Perhaps the use of pronouns by later generations has helped ease the big divide with book publishers always use the male pronoun. Many youth in many places have sparked the emphasis for s/he use of pronouns. I don’t feel this is the remedy nor solution to our current dilemma. I appreciate the effort to attempt to free themselves from the traditional stereotype pronouns.
However it is still a polarized way to identify oneself. ‘They/us’ still feels oppositional to me. And, to require others to use these pronouns seems to be missing the point by placing the responsibility on others to acknowledge their nuanced identity.
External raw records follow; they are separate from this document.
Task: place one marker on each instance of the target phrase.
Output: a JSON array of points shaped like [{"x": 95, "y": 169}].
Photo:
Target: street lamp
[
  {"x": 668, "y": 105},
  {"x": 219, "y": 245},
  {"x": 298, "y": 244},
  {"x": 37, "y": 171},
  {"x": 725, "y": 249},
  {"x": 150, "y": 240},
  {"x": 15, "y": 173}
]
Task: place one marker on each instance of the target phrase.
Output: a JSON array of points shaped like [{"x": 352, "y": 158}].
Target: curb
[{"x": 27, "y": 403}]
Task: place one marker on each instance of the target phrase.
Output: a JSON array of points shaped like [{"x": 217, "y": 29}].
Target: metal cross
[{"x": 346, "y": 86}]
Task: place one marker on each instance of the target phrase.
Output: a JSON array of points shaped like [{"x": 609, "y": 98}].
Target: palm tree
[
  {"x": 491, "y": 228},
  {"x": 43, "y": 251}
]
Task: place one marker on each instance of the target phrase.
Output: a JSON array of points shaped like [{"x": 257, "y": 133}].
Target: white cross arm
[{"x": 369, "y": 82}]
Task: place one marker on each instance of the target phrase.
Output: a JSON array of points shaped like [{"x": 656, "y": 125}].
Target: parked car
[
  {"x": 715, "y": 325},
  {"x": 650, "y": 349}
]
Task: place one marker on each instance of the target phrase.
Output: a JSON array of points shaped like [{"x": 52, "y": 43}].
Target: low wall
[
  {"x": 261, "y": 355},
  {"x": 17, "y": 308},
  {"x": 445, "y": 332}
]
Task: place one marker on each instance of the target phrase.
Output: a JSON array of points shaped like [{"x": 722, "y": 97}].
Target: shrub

Ownership of one’s emanation of their essence, be it predominately feminine, masculine, or a blended presence lies within the person expressing a more fluid way to be not just physically or sexually, but on emotional and spiritual dimensions.
This challenges us to the core when we’ve been conditioned to be co-dependent, to hold space for ourselves instead of anticipating or expecting someone else to do so. As a therapist, I have developed and grown to be able to adeptly hold space for my clients.
The biggest challenge for many of us lies in developing this foundational ground by holding space for ourselves. This requires each of us to look inward and feel where there may be wounded parts that haven’t experienced a loving space held for them with our parents or other relationships in our lives.
Trauma recovery opens a gateway for us to experience having space held for us to simply be ourselves. To hold space for ourselves initially and then with our potential friends and intimate partners and in groups in society.
To be able to extend holding space for each other arises from within us when we can see the essence of love shining through people’s eyes and as we continue to heal from the inside, we can become more and more a culture of care, connection and solidarity about what nourishes and nurtures our emotional, physical, mental and spiritual natures within as well as in our shared outer environment.